Contrast agents are part of a class of materials referred to as cyanines or donor-acceptor-donor materials. Currently used cyanines are either low-resolution materials or require dangerously toxic doses to see clearly, so researchers have been in constant search of improving the contrast agent since before the 1950s.

By designing and characterizing molecules in the xanthene class, Drs. Delcamp, Hammer, and Scott have introduced the first new class of materials to the high-resolution discussion in about 70 years. Xanthene is an organic compound that is used in the new contrast agent. The makeup of the dye with this xanthene contrast agent is called Rhodindolizine. Xanthene has been utilized in many different materials for a very long time. It provides incredible brightness, allowing medical professionals to view images with only a small amount of dye in the system.

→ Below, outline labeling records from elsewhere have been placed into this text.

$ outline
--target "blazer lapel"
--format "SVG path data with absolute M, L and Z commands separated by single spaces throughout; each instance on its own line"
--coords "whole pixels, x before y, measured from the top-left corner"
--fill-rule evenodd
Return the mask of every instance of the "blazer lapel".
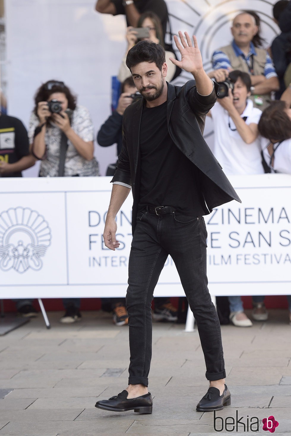
M 140 158 L 140 129 L 143 112 L 143 99 L 140 99 L 138 105 L 136 105 L 136 109 L 132 118 L 132 146 L 134 161 L 134 174 L 137 174 L 137 165 Z
M 175 87 L 171 83 L 168 83 L 168 96 L 167 99 L 167 125 L 168 126 L 170 122 L 170 117 L 174 106 L 174 102 L 176 98 L 176 92 L 175 92 Z

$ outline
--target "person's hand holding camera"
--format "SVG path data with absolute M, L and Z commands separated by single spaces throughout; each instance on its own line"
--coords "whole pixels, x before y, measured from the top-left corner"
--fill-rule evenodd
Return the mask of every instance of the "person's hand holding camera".
M 8 162 L 0 161 L 0 174 L 6 174 L 11 172 L 10 166 L 11 164 Z
M 47 102 L 39 102 L 38 103 L 37 113 L 41 124 L 45 123 L 48 118 L 51 115 L 48 109 Z
M 129 50 L 135 45 L 137 41 L 137 32 L 136 31 L 133 30 L 134 28 L 134 27 L 132 26 L 129 26 L 127 27 L 127 30 L 125 35 L 125 37 L 127 41 L 128 49 Z
M 131 104 L 134 99 L 128 95 L 128 92 L 123 92 L 120 94 L 120 96 L 118 99 L 118 105 L 116 109 L 116 111 L 120 115 L 123 115 L 123 112 L 126 108 L 130 105 Z
M 225 68 L 219 68 L 218 70 L 214 70 L 208 75 L 210 78 L 214 78 L 217 82 L 224 82 L 228 77 L 229 72 Z
M 71 129 L 71 123 L 68 114 L 62 111 L 58 113 L 53 113 L 51 118 L 54 122 L 59 129 L 60 129 L 64 133 L 66 133 Z
M 217 102 L 229 113 L 232 109 L 236 110 L 233 105 L 233 95 L 230 88 L 228 90 L 228 94 L 223 99 L 218 99 Z

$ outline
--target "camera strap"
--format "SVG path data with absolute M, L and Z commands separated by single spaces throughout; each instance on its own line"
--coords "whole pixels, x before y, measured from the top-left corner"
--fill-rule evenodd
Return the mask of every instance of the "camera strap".
M 58 177 L 63 177 L 65 171 L 65 161 L 68 149 L 68 138 L 63 132 L 62 132 L 60 146 L 60 160 L 58 164 Z

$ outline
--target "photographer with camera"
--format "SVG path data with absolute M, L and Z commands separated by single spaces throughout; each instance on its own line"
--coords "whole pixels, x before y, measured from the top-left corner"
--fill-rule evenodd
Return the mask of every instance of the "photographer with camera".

The researchers have fine-tuned the compound so that xanthene can be imaged with high resolution for the first time by using it in the short-wavelength infrared (SWIR) spectral region. After thousands of attempts published in literature by the synthetic community, the EPSCoR Center for Emergent Molecular Optoelectronics (CEMOs) researchers have discovered the missing piece in contrast agents that will move the medical field from low-resolution imaging to this proposed instant, high-resolution solution.

The CEMOs research teams have been working together across universities to synthesize the Rhodindolizine and make this discovery. The Delcamp and Scott teams partnered in a divide-and-conquer fashion, each working on perfecting the xanthene-derived compound separately and reporting their findings to one another to speed up the rhodindolizine enhancements. Other EPSCoR research teams make molecule variation predictions prior to testing, developing biological test methods, and making plans to make the dye appear even brighter in images.

Since the CEMOs team first published their novel findings, researchers worldwide have been inquiring about this new material. Investigators from the University of Illinois Urbana-Champaign (UIUC), the Chinese Academy of Science, Harvard, Michigan Medical School, and many others are anxiously anticipating the material’s debut so it can be tested in animal models and put to clinical use.

The initial discovery, published in The Journal of Organic Chemistry, has resulted in a U.S. patent application and generated international attention. Now, the teams are working on next-generation designs to increase the imaging resolution even further and increase the duration of time in which imaging can occur.

“We have already seen dramatic improvements in how long the contrast agent survives in practical settings. We are now moving toward designing a suite of materials to give multiple channels for imaging several parts simultaneously,” says Delcamp. They plan to fully design the new molecules before widely distributing the materials to the academic community.

This new dye opens up a tremendous number of future possibilities, especially for high-stress situations like blood-flow restrictions or internal bleeding after childbirth when it is difficult to know from where the blood is coming. There is no time to wait for an MRI during internal bleeding, which is currently one of the most significant risks to mothers during childbirth. This technology can allow doctors to see the issue in HD quality, real-time video instead of the guesswork they are using today.

In a similarly stressful scenario, when working with a blood vessel in the heart, doctors must take an x-ray simultaneously as they are injecting the dye since it dissipates so quickly. Where the current dye used to detect internal bleeding dissipates within seconds, this new molecule design will allow doctors to see the dye for a much longer amount of time within the body and more accurately identify and stop the cause of the bleeding.

Not only is the dye proving to be the medical community’s next best friend, it further proves its value in the efficiency it provides. MRIs are timely and expensive, but this new product takes a fraction of time compared to an MRI and costs about a tenth of a standard MRI, too, the researchers say.